My name is Brian Boyle. I am 21 years old, and I live in Maryland in the United States. I am a Catholic collegiate swimmer and Ironman triathlete. I hope my story will inspire and motivate those out in the world who need it, anyone who is trying to overcome tragedy, or who just needs that little boost in their faith in God to get back into life again. My parents and I only wish we could have had somebody to talk to while we were going through our ordeal three years ago.
A month after I graduated from high school in 2004, I was coming home from swimming practice when I was involved in a near-fatal car accident with a truck. The impact of the crash violently ripped my heart across my chest, shattered my ribs, clavicle and pelvis, collapsed my lungs, caused damage to every single organ and the failure of my kidneys and liver, the removal of spleen and gallbladder. I lost 60 per cent of my blood, suffered severe nerve damage to my left shoulder, and lay in a coma on life support for over two months at Prince Georges Hospital in Cheverly, Maryland.
I don’t have any memory of the crash, or the few days before the day of the accident. The first thing that I remember after the collision, which is still so vivid in my mind even today, is being in this very large white tube. In this tube was a boy sitting to my left, and many other boys and girls on my right (I use the term “boys and girls” because they appeared to be my age). I didn’t know why I was there or how I even got there in the first place. The more I sat there, the more I was able to visualise my surroundings. The boy to my left had a mobile phone, and he asked me if I needed him to call anyone for me. I told him: “Yes, can you call my parents and tell them that I love them.”
The next thing that I remember is waking up in a hospital bed, chemically paralysed and hooked up to all these machines. Through all the buzzes and beeps going off from the medical equipment that was saving my life at that instant, I could hear my mom and dad telling me in between dramatic pauses of crying hysterically that I was going to be okay.

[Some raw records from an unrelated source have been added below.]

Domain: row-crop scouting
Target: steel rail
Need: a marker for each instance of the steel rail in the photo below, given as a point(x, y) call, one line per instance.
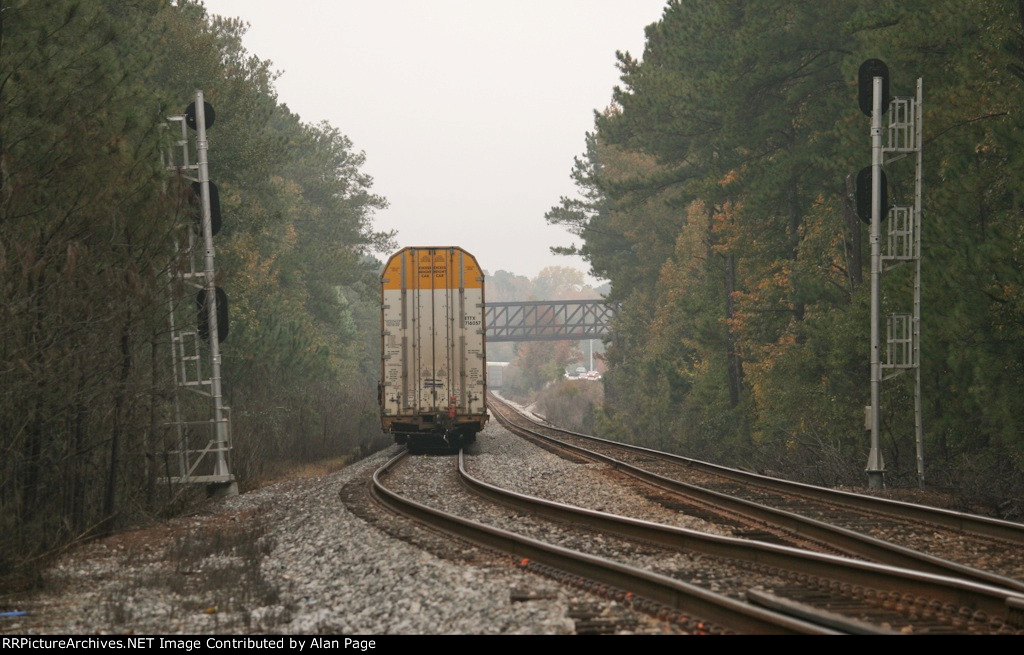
point(846, 540)
point(985, 526)
point(993, 601)
point(721, 610)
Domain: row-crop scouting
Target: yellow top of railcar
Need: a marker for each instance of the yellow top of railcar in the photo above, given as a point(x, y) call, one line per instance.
point(434, 266)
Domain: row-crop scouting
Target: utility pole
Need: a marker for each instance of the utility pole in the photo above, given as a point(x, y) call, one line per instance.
point(901, 246)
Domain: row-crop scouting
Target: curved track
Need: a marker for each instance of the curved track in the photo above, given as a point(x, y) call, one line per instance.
point(846, 528)
point(843, 595)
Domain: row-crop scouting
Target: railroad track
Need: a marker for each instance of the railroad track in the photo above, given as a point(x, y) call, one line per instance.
point(837, 521)
point(826, 593)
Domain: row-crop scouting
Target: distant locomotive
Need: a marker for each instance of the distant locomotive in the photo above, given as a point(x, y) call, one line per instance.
point(433, 368)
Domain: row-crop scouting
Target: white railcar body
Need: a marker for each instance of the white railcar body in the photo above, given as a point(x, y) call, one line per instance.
point(433, 369)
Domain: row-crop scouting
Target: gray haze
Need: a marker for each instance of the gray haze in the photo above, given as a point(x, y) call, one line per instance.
point(470, 112)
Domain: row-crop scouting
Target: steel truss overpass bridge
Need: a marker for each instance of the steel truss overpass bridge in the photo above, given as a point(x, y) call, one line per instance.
point(548, 320)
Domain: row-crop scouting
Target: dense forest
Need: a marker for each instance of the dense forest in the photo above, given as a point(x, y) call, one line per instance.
point(88, 224)
point(716, 194)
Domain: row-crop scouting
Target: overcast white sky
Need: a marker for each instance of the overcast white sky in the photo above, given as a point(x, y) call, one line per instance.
point(469, 112)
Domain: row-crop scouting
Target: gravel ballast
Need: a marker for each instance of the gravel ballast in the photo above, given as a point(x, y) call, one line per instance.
point(291, 558)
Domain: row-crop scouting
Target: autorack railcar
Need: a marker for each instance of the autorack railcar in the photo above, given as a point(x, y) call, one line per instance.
point(433, 368)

Only seconds before, I believe, I was waiting in line to meet my final judgment, but it must have not been my time. Moments later I came back to life. But this was just the beginning of my suffering.
I died eight times while I was in the intensive care unit, and even when I woke up from my coma I couldn’t talk or communicate.
As far as anyone knew, the day I left would be the day I exited my room in a wheelchair or a body bag. As for as the future, it didn’t exist. Walking was never going to happen again, due to all the extreme injuries and because of the shattered pelvis. The thought of swimming was just that – only a thought. Just like my body, my dreams were shattered. But I didn’t give up because I knew that God had a plan for me.